Oireachtas Joint and Select Committees
Wednesday, 9 January 2013
Joint Oireachtas Committee on Health and Children
Implementation of Government Decision Following Expert Group Report into Matters Relating to A, B and C v. Ireland
12:00 pm
Dr. Alan D. P. Brady:
In regard to fatal foetal abnormalities and whether we would stay within Article 3 if we provided for them, I am not sure that is necessarily the case, but it is a difficult question to answer because the European Convention on Human Rights is treated as a living document and is interpreted on an ongoing basis by the European Court of Human Rights. Its analysis to date would suggest that denying abortions in cases of lethal foetal abnormality may be a violation. Now that Article 3 has been found to be part of the analysis of abortion, an argument could be made that cases of rape or incest are also covered by it. However, I do not think it would be permissible under Article 40.3.3° at present to provide for abortion in cases of rape or incest. That would require a constitutional amendment.
Phrases such as "floodgates" are possibly unhelpful in these circumstances. I am aware this was discussed in some detail yesterday. The Constitution as interpreted by the Supreme Court states that where a doctor is satisfied there is a real and substantial risk to life and termination is required to avoid that risk, the woman is entitled to an abortion. That is the test and we are going to have to trust our doctors to apply it in practice. I understand that umbrage was taken yesterday at the suggestion that doctors would not be capable of applying that test. The floodgates argument is something of a red herring.
In regard to Senator Crown's point, I am not going to take a position on a specific date.

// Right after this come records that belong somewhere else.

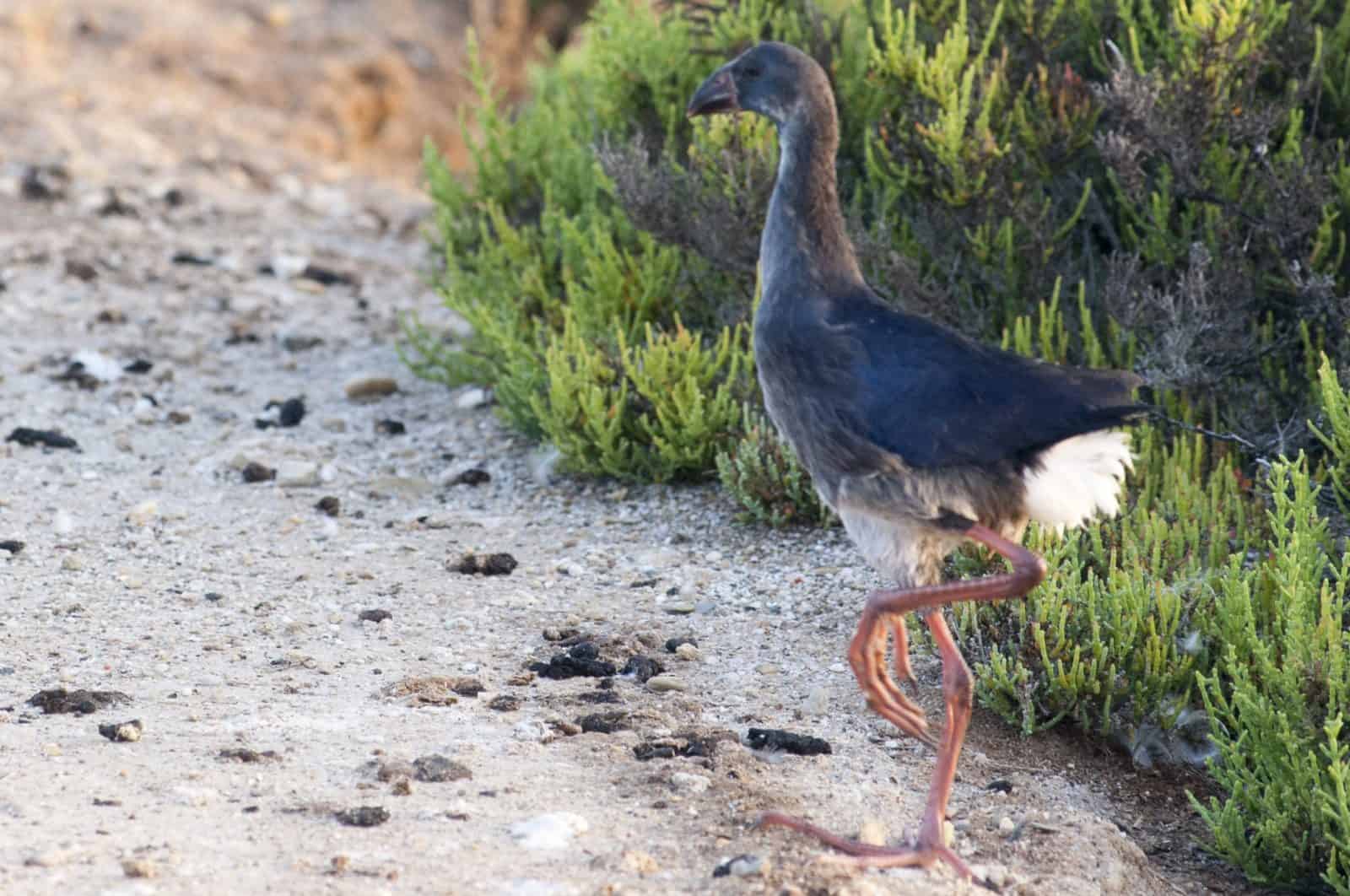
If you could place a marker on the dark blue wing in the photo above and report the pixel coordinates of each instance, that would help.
(936, 398)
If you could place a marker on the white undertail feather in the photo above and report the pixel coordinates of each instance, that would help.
(1077, 479)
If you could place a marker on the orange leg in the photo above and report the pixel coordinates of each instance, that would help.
(870, 667)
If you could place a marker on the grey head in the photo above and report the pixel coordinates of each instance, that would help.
(774, 80)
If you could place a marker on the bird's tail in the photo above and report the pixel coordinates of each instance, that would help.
(1077, 479)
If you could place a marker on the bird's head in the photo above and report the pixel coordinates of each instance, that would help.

As an organisation that bases its analysis on constitutional rights and legal expertise, the position taken in the Roche case was that the rights under Article 40.3.3° enter into effect at the point of implantation. However, it is important to distinguish between the right to life of the unborn under Article 40.3.3° and the constitutional rights of a born person under the rest of the Constitution. As the Constitution draws such a distinction, it is a right specific to an unborn child. I realise I may not have answered the Senator's specific question but that is as far as I propose to go because I want to keep to the rights provided in the Constitution.

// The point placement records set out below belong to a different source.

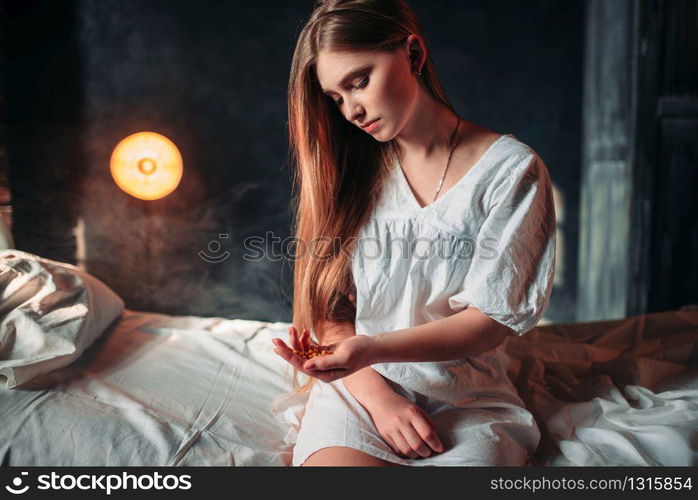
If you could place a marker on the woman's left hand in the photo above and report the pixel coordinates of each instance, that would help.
(346, 356)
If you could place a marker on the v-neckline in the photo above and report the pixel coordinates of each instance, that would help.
(405, 185)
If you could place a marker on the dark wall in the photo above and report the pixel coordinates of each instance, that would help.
(212, 77)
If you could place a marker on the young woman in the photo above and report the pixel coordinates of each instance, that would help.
(424, 241)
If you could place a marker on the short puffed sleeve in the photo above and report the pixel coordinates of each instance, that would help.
(510, 278)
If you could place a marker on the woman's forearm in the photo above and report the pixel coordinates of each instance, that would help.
(466, 333)
(366, 385)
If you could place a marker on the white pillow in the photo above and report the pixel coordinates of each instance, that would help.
(50, 312)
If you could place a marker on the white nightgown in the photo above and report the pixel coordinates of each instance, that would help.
(487, 242)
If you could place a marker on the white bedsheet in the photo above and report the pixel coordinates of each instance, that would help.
(183, 390)
(156, 390)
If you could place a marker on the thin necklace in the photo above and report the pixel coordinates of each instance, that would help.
(448, 162)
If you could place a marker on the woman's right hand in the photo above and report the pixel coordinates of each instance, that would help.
(405, 426)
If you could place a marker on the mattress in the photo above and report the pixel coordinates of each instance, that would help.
(159, 389)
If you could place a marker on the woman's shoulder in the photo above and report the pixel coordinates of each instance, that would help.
(507, 155)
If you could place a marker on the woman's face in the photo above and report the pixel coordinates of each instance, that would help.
(370, 87)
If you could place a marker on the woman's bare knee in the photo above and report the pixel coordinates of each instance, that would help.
(341, 456)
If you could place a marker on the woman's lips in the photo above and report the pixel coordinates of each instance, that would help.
(372, 125)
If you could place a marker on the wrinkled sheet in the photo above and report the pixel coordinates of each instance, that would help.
(619, 392)
(155, 390)
(183, 390)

In regard to sections 58 and 59, doctors in this situation are already making decisions about life and death and are faced with difficult choices. Sections 58 and 59 provide for an additional and very unpleasant factor, namely, the possibility of going to jail for life. Penal servitude was abolished in 1997 and the punishment would now be life imprisonment. It is not helpful for a doctor who is making this kind of life-and-death decision to have that weighing in the balance. The ICCL takes the view that the Act should be repealed, but it is not sufficient to repeal it on its own because Article 8 still requires us to establish an accessible mechanism for the constitutional right to be activated. Removing that would not suffice in itself because in circumstances in which, for example, opinions differ on the existence of a threat to life between the woman and her doctor or among doctors, some mechanism is required for resolving the difference quickly.
As regards criminalising abortion outside the setting of medical treatment, there is no difficulty with replacing sections 58 and 59 to deal with what are commonly called back-street abortions, that is, any abortion not performed by an obstetrician in a hospital. The State has a legitimate interest in ensuring such practices do not occur in order to protect the right to life of the woman.
On the question of defining foetal abnormalities raised by Deputy Mitchell O'Connor, the particular cases we discussed included Edwards syndrome and anencephaly, but we are open to the views of medical practitioners in particular. The core point is that if a doctor states that a foetus will not survive outside the womb, this is a circumstance in which we believe there would be no difficulty in providing for a termination under Article 40.3.3° As I am not a medical person I will not provide a specific list, but I hope I have gone some way towards answering the Deputy's question. Once again, we need to trust our medical professionals in this regard.
Deputy Naughten asked about implantation. The Roche case indicates that the right under Article 40.3.3° does not arise until implantation. There must also be the possibility of being born for that right to be engaged. The Roche case deals with a frozen embryo rather than abortion, but it is all we have in terms of guidance from the Supreme Court on the meaning of the right to life.